Types of Financial Accounts Available to Parents and Teens
Note: this article is not intended to provide investment, legal, tax, or accounting advice. Before making decisions with investing, legal, tax, or accounting ramifications, you should consult appropriate professionals for advice that is specific to your situation.
Over the course of a lifetime, managing your personal finances may require the use of a variety of financial accounts including: bank accounts, credit cards, loans, mortgages, retirement savings and investments. Here is a quick overview for parents to share with their teens of the many different types of financial accounts available.
Checking Accounts
Think of this as a financial hub. It's where a paycheck lands, and is designed for everyday financial transactions such as paying bills, making purchases, and withdrawing cash.
Savings Accounts
Savings accounts are designed to earn modest interest on money set aside for emergencies (ex: car trouble, medical situations, unexpected bills) or for major expenses (vacations or travel, a new car, a security deposit on a new apartment). Unlike a checking account, there may be limits on how often you can withdraw money and you can not use this account for day-to-day purposes.
Credit Cards
When using a credit card to make a purchase, instead of paying with a debit card, cash, or a check, the user is borrowing money up to a certain limit. Paying off a credit card balance in full each month helps to avoid interest charges.
Brokerage Accounts
A brokerage account is a type of investment account that allows you to buy and sell a variety of investments; including stocks, ETFs, and mutual funds.

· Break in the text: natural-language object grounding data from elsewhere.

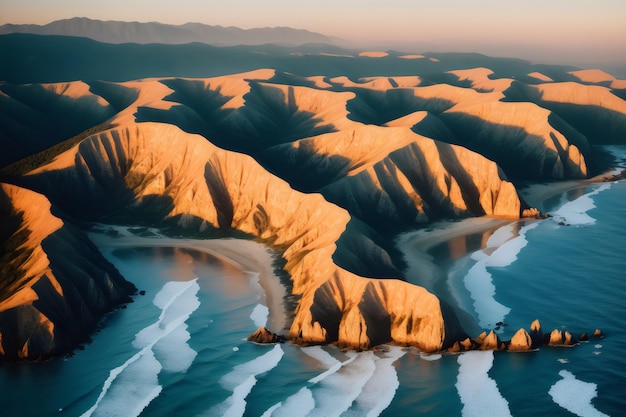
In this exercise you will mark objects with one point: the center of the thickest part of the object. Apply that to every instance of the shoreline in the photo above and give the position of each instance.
(463, 237)
(246, 255)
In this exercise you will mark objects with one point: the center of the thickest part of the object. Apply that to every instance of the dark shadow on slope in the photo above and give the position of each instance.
(383, 203)
(13, 252)
(584, 125)
(99, 189)
(302, 166)
(376, 317)
(22, 166)
(519, 154)
(380, 107)
(367, 253)
(470, 192)
(268, 117)
(325, 309)
(599, 125)
(35, 118)
(118, 96)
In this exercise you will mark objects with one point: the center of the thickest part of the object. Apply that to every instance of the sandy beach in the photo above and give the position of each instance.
(246, 255)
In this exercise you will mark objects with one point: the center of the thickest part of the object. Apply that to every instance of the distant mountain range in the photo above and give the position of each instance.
(154, 32)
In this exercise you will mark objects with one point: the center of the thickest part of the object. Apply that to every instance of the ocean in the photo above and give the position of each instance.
(181, 349)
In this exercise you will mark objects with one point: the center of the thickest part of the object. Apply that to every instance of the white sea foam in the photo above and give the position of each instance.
(259, 315)
(480, 286)
(380, 389)
(575, 211)
(575, 396)
(333, 365)
(299, 404)
(335, 393)
(500, 236)
(431, 357)
(478, 280)
(363, 385)
(241, 380)
(163, 345)
(479, 393)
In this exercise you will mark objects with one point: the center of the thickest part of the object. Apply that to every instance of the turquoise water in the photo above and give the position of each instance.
(181, 350)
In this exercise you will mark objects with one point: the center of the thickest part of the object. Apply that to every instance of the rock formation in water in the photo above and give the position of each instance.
(327, 170)
(55, 284)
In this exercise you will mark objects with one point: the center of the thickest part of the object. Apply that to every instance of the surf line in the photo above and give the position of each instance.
(575, 395)
(349, 388)
(177, 300)
(479, 281)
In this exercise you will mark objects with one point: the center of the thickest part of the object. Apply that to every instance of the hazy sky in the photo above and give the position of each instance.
(555, 30)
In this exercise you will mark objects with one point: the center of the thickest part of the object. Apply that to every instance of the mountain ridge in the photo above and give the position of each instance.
(325, 168)
(116, 32)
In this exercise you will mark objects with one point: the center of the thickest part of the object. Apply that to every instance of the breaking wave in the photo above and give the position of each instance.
(478, 392)
(362, 385)
(163, 346)
(575, 396)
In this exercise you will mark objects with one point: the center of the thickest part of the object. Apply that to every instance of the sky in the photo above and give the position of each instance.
(550, 31)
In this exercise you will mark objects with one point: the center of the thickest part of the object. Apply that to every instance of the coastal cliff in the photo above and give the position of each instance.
(55, 283)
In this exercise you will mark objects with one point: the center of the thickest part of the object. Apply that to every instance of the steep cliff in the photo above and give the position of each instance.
(55, 283)
(182, 178)
(324, 169)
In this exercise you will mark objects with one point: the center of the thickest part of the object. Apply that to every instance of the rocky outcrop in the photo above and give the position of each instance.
(55, 283)
(183, 180)
(325, 171)
(264, 336)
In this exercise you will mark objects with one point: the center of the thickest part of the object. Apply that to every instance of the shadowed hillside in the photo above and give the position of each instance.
(327, 169)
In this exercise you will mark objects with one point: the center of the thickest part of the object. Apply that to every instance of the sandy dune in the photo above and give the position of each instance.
(323, 169)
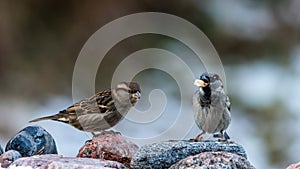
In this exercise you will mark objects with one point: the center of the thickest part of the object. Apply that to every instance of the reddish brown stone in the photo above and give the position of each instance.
(58, 161)
(294, 166)
(110, 146)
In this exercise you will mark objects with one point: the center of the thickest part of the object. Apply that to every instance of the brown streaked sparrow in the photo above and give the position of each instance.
(211, 106)
(101, 111)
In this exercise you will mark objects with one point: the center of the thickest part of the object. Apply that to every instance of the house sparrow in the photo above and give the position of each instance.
(102, 110)
(211, 106)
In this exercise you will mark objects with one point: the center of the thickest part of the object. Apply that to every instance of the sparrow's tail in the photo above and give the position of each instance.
(57, 117)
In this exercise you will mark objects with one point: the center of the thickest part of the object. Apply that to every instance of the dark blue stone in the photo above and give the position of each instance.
(32, 140)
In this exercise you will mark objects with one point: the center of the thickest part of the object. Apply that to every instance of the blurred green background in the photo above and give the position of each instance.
(257, 41)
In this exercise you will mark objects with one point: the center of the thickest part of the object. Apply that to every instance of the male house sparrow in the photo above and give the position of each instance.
(102, 110)
(211, 106)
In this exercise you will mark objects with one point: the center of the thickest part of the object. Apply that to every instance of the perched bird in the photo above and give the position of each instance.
(102, 110)
(211, 106)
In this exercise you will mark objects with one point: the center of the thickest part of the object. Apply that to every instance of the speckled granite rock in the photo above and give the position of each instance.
(164, 154)
(213, 160)
(32, 140)
(294, 166)
(109, 145)
(60, 162)
(8, 157)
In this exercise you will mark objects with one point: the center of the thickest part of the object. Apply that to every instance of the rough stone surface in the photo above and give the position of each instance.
(60, 162)
(164, 154)
(32, 140)
(294, 166)
(110, 146)
(213, 160)
(8, 157)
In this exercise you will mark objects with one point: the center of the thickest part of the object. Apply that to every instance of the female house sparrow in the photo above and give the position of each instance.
(211, 106)
(101, 111)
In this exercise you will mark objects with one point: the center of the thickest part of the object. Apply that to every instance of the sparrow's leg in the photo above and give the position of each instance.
(219, 135)
(224, 137)
(199, 137)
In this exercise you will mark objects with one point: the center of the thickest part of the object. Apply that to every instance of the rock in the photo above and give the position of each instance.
(109, 145)
(8, 157)
(213, 160)
(32, 140)
(164, 154)
(294, 166)
(58, 161)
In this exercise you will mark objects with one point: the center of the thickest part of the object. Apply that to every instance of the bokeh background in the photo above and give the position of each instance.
(257, 41)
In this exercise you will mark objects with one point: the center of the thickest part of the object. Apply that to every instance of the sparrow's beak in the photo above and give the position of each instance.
(136, 95)
(200, 83)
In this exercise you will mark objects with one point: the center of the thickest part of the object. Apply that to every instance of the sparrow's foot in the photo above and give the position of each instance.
(199, 137)
(223, 136)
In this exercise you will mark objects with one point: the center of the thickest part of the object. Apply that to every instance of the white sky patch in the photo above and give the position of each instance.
(239, 19)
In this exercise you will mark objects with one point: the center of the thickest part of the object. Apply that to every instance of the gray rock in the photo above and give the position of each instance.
(8, 157)
(60, 162)
(213, 160)
(164, 154)
(1, 150)
(32, 140)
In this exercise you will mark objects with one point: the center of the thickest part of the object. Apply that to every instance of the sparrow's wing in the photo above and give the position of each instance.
(101, 102)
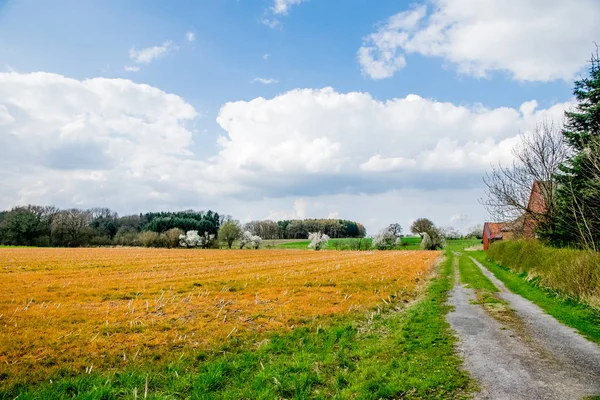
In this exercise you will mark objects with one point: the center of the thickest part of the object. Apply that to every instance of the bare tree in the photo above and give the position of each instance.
(585, 214)
(537, 158)
(420, 226)
(396, 229)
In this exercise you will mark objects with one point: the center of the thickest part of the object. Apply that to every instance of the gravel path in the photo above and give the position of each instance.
(530, 356)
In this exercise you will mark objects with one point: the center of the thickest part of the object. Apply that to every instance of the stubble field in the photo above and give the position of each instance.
(71, 311)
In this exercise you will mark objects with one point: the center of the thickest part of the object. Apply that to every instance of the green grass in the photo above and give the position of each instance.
(461, 244)
(389, 354)
(471, 275)
(572, 313)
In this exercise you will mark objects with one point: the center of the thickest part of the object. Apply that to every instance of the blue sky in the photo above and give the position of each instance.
(412, 83)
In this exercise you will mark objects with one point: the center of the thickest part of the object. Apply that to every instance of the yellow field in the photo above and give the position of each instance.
(71, 308)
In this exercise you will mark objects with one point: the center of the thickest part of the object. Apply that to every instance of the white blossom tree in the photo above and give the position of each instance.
(193, 239)
(250, 240)
(318, 240)
(433, 239)
(385, 240)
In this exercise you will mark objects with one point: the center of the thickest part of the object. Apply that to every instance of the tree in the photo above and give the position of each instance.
(476, 232)
(450, 233)
(193, 239)
(71, 227)
(318, 240)
(230, 231)
(433, 239)
(385, 240)
(420, 226)
(21, 226)
(579, 208)
(537, 159)
(250, 240)
(171, 237)
(395, 229)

Money Market AccountsMoney market accounts offer higher interest rates than a typical savings account. They may require a higher minimum balance, and are not FDIC-insured, but they can provide better returns.
Individual Stocks and Bonds
Buying individual stocks means owning a piece of a company. Bonds, on the other hand, are loans you give to companies or governments in exchange for interest over time. Stocks are generally riskier but can offer higher returns, while bonds are more stable.
Exchange-Traded Funds (ETFs)
ETFs are like baskets of investments—stocks, bonds, or other assets—traded on an exchange, just like a stock. They offer more diversification compared to purchasing an individual stock, meaning your risk is spread across multiple investments, not just one.
Robo-Advisors
If investing sounds daunting, robo-advisors can help. These automated platforms create and manage a diversified portfolio for you, based on your risk tolerance and goals, with minimal effort on your part. It is worth noting that robo-advisors typically charge a fee on the total value of assets they manage, in addition to any fees charged by the ETFs they invest in.
Certificates of Deposit (CDs)
CDs represent an agreement to lock your funds for a set period (from a few months to several years) in exchange for a higher interest rate than a regular savings account. The catch? Early withdrawals often come with penalties.